Sinesio López Jiménez
Los programas cuentan poco para ganar una elección. En ningún país, ni en el más racional del mundo, el programa decide una elección. Los programas son generalmente documentos abstractos y abstrusos que casi nadie lee. Ellos tienen un alto costo en tiempo, dinero y esfuerzo que el elector común y corriente no está en condiciones de solventar. ¿Para qué sirven entonces los programas?. Ellos sirven más para gobernar que para ganar una elección. Los programas de gobierno son elaborados por los equipos técnicos e intelectuales para otorgar racionalidad a las decisiones y a las acciones políticas de los gobernantes. Los hombres de acción, como decía Max Weber, deciden en función de valores e intereses y las consecuencias de su acción no son rigurosamente previsibles. Pero una decisión razonable exige aplicar en la coyuntura en la que se opera los conocimientos disponibles para reducir la imprevisibilidad.
Para ganar una elección es decisivo el candidato, su discurso hegemónico e integrador, su capacidad de comunicación con los electores, su carisma, su credibilidad, su organización (cuando la tiene). En ese sentido el programa sirve mucho al candidato que lo asume como el contenido de su discurso y que lo traduce en el lenguaje de la gente de a pie. El candidato (como político) se mueve con una racionalidad de valores (desarrollo, justicia, libertad, transparencia, democracia) y con una racionalidad instrumental (uso de los medios adecuados para conseguir los fines deseados) que proviene del programa. Los técnicos, en cambio, se mueven exclusivamente con una racionalidad instrumental. Los avances científicos actuales han permitido, sin embargo, avanzar también en la “cientificación” de las decisiones y pasar, según Jurgen Habermas, del modelo decisionista (en el que juegan un papel decisivo los políticos) al modelo tecnocrático (en el que ese papel corresponde a los tecnócratas).
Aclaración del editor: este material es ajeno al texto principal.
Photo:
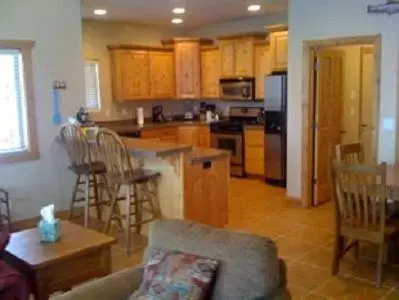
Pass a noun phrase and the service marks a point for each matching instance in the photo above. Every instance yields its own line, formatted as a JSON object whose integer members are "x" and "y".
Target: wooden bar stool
{"x": 140, "y": 186}
{"x": 88, "y": 172}
{"x": 5, "y": 210}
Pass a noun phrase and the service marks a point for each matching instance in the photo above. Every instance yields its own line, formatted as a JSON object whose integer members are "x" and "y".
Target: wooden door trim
{"x": 308, "y": 101}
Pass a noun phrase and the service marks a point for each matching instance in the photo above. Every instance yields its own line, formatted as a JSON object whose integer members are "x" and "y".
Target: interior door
{"x": 367, "y": 128}
{"x": 328, "y": 103}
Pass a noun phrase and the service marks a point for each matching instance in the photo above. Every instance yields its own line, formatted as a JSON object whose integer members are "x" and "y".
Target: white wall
{"x": 237, "y": 26}
{"x": 323, "y": 19}
{"x": 56, "y": 28}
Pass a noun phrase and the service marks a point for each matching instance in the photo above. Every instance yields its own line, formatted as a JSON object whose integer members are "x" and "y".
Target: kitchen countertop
{"x": 124, "y": 126}
{"x": 152, "y": 148}
{"x": 201, "y": 155}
Tanto Weber como Habermas asignan un papel pasivo a los electores que se limitan a legitimar o desligitimar lo que deciden los políticos o lo que plantean los tecnócratas. Los políticos deciden, los técnicos saben y los electores (opinión pública) aplauden o pifian. Esta es una cuestión discutible porque los electores (sobre todo los peruanos) han mostrado tener una cierta racionalidad pragmática sorprendente. En realidad, existen diversas racionalidades pragmáticas de acuerdo a los intereses inmediatos y a la cultura política de los electores. El buen candidato es el que sabe empatar con la mayoría de ellos y despliega un discurso en el que esa mayoría se siente incluida. Las elecciones de las últimas décadas, especialmente luego del colapso de los partidos, muestran que los electores, apelando a diversos motivos, escogen, prueban y desechan a los políticos. En este sentido, la volatilidad no es de los electores sino de los políticos. Pese a ello, es difícil sostener que estamos pasando de un modelo tecnocrático a un modelo democrático.
Echando una rápida mirada a los programas de los candidatos, el de Ollanta es el único que propugna cambios sustanciales – modelo económico para el desarrollo, defensa de los recursos naturales y del medio ambiente, reforma radical del Estado, cambio de la Constitución del 93, descentralización, reorientación de las políticas económicas, políticas sociales de calidad para todos, reducción drástica de la desigualdad y de la pobreza, democracia de calidad- que empatan con las demandas de cambios de las mayorías. Este es el gran desafío de Ollanta. ¿Tendrá tiempo político suficiente para producir ese empate entre su candidatura de cambios profundos y las demandas de las mayorías, para remontar la desventaja que muestran las encuestas y para pasar a la segunda vuelta? En el curso de la campaña (que recién comienza) lo sabremos.
Los programas de todos los candidatos de la derecha pueden ser resumidos en una frase: continuidad neoliberal y neopopulismo agresivo. A ellos los separan no los programas sino las ambiciones de poder (político y económico): Disputan la plata que llega sola.